1. Pour échapper à l’adversité : abattre la carte de l’inouï
Aussitôt né, Hermès sortit de sa grotte et rencontra sur son chemin une carapace de tortue dont il extirpa le reptile. Il eut alors le coup de génie de la faire sonner et résonner : «Hermès est le premier qui fabriqua une tortue qui chante. Il se trouva nez à nez avec elle à la porte de la cour, comme elle broutait la bonne herbe juste devant la maison, marchant à petit pas» (Hésiode, Hymne IV à Hermès, v. 25-28)
Entre-temps, Hermès cause un grave préjudice à son frère Apollon, qui veut le tuer tant il est furieux. Voici comment Hermès va déjouer sa vengeance : il lui joue de son instrument de musique. La musique adoucit instantanément Apollon, il est envoûté. Le son suave qu’Hermès extrait habilement de son instrument le séduit et l’apaise. Apollon en oublie sa rage. Il demande alors à Hermès de lui donner son instrument pour que lui aussi puisse en jouer.

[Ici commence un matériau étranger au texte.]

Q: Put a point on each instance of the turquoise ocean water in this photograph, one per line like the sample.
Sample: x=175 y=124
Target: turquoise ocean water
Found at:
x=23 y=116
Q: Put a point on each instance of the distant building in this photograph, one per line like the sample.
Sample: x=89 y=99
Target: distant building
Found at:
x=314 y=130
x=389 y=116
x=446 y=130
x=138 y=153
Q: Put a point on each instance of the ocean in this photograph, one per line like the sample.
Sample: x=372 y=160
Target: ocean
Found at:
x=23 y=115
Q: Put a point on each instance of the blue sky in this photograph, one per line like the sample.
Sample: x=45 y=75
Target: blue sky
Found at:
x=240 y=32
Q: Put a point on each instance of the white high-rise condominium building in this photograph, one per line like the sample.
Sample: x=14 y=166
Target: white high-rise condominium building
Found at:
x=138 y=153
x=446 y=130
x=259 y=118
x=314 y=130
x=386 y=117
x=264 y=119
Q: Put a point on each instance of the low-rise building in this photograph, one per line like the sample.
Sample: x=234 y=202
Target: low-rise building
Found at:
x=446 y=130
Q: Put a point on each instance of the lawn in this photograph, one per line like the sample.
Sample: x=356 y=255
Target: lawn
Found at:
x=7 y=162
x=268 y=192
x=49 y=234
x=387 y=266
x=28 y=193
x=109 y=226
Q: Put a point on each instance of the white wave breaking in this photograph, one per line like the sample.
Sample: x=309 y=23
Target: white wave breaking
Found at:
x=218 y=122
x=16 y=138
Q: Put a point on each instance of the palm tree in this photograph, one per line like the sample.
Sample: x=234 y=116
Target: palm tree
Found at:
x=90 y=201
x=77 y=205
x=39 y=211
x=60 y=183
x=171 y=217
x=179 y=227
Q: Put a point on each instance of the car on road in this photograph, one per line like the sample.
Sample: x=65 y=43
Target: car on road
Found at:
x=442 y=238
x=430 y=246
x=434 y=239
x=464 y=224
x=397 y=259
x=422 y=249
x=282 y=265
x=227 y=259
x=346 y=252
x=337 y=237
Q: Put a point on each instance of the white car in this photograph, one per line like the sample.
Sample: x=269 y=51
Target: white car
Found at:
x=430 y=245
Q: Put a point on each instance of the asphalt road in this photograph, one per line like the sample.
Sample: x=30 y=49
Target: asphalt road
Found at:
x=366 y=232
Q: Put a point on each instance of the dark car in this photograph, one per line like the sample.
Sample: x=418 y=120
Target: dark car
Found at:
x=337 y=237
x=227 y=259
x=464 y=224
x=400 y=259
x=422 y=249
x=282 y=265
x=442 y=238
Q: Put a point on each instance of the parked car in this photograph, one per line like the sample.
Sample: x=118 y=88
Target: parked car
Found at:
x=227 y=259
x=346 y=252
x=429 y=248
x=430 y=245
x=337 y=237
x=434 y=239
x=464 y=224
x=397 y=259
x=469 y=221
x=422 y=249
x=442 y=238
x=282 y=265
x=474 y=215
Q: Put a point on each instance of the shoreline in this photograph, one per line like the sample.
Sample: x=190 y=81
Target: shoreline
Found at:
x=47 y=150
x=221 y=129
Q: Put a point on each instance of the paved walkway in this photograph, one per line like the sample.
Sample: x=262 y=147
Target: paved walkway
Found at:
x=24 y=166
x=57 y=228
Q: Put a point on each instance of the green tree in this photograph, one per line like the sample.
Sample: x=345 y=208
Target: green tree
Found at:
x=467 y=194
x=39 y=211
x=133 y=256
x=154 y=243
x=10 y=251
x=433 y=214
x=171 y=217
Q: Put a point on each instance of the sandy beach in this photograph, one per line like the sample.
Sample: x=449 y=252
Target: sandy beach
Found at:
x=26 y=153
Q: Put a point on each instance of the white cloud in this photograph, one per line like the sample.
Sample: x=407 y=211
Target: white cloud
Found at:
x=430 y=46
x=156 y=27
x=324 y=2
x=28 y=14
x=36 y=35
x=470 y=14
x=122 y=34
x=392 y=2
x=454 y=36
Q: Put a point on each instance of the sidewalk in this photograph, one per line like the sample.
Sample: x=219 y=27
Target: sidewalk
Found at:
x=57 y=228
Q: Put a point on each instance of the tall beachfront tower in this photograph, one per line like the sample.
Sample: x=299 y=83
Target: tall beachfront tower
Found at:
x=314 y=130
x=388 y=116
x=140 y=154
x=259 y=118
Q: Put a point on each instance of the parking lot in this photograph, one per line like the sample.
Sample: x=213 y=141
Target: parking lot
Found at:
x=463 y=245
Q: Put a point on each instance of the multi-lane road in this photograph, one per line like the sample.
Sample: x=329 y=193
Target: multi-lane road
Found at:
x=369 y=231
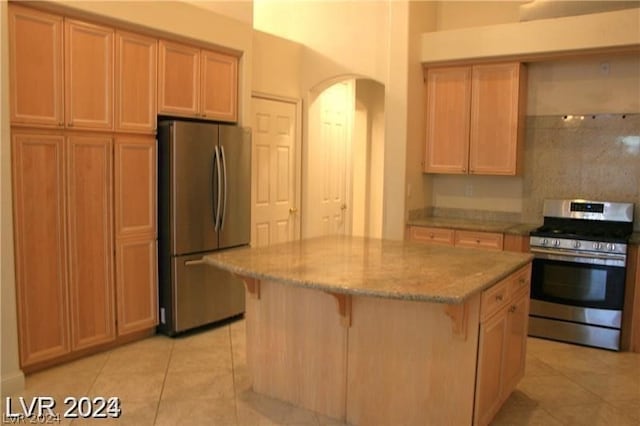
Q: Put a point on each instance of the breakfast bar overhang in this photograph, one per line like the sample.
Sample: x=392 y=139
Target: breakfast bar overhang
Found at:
x=373 y=331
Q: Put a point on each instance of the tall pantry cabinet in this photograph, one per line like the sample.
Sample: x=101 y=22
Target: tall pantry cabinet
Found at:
x=83 y=184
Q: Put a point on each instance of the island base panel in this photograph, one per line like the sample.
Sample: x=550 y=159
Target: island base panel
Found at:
x=296 y=347
x=399 y=362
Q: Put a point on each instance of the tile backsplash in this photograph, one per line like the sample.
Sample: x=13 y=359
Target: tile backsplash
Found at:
x=594 y=157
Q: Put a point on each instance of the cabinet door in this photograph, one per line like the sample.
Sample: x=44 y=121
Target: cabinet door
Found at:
x=515 y=342
x=40 y=246
x=35 y=58
x=178 y=79
x=495 y=117
x=490 y=359
x=136 y=62
x=88 y=76
x=137 y=284
x=447 y=121
x=90 y=216
x=219 y=81
x=135 y=186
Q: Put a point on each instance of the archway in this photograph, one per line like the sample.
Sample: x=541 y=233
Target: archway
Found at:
x=342 y=165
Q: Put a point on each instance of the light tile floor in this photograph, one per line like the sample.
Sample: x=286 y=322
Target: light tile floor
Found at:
x=202 y=379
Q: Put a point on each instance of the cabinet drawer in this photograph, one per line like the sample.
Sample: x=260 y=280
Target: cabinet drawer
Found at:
x=432 y=235
x=486 y=240
x=519 y=281
x=494 y=298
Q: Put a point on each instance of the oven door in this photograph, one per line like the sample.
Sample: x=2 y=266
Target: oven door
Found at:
x=579 y=284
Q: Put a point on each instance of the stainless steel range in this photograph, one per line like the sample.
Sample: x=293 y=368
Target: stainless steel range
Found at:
x=579 y=271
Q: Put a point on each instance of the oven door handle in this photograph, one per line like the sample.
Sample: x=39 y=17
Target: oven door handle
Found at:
x=582 y=255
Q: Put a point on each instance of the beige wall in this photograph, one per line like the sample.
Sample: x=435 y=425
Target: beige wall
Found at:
x=620 y=29
x=276 y=65
x=463 y=14
x=330 y=33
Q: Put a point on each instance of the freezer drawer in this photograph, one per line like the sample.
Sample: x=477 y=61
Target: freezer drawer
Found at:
x=203 y=293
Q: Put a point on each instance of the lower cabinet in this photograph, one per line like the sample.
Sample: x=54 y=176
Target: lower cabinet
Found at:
x=456 y=237
x=136 y=284
x=70 y=286
x=502 y=347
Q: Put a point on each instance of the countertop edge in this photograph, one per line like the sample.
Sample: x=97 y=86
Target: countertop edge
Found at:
x=332 y=288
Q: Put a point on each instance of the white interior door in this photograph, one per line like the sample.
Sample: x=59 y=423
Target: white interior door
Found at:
x=276 y=172
x=327 y=186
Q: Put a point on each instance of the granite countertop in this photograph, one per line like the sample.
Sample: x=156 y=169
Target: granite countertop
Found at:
x=377 y=268
x=475 y=225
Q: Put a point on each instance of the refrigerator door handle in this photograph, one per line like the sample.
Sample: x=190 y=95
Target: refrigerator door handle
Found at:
x=224 y=170
x=217 y=213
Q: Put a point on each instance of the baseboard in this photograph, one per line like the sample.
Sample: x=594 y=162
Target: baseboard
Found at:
x=12 y=383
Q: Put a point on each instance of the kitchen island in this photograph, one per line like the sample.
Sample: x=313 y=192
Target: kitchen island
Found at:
x=384 y=332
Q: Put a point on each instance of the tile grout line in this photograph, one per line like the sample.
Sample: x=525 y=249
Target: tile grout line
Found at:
x=233 y=376
x=164 y=380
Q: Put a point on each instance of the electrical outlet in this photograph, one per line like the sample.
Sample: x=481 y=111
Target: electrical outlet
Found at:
x=468 y=190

2. Tout est déjà dans l’instrument
Quand Hermès tend à Apollon cette carapace de tortue qui chante, il l’informe : «Moi, je ne veux pas t'empêcher de pénétrer les secrets de mon art. Tu sauras tout dès aujourd’hui». Mais aussitôt après il se ravise, arguant que le savoir qu’il détient est déjà dans l’instrument. Hermès : «Je l’ai bien compris moi-même : tu es riche de savoir. Il ne dépend que de toi d’apprendre ce qui te fait envie. […] Je vais te donner [l’instrument] ; toi, mon ami, donne-moi la gloire. Chante, prends dans tes bras cette amoureuse à la voix claire. […] Si quelqu’un qui est instruit l’interroge comme il faut, avec art, avec sagesse, elle dira mille choses qui feront plaisir à l’esprit ; elle voudra bien qu’on la touche avec de douces caresses. Elle n’aime pas que l’on peine à la tâche, et si quelqu’un, un ignorant, l’interroge d’abord avec brutalité, alors elle ne dira rien que des paroles en l’air. Il ne dépend que de toi d’apprendre ce qui te fait envie». (Hésiode, Hymne IV à Hermès, v. 464-465 et 473-488) Et Apollon de créer des hymnes qui vont le distinguer, notamment durant sa joute musicale avec Marsyas.
*
Ce propos est le premier texte occidental qui pose la question de l’enseignement de la composition et l’envie d’en maîtriser les outils. Cette sensibilité à l’inouï manifeste l’énergie créatrice primordiale qui transforme nos oreilles d’albâtre.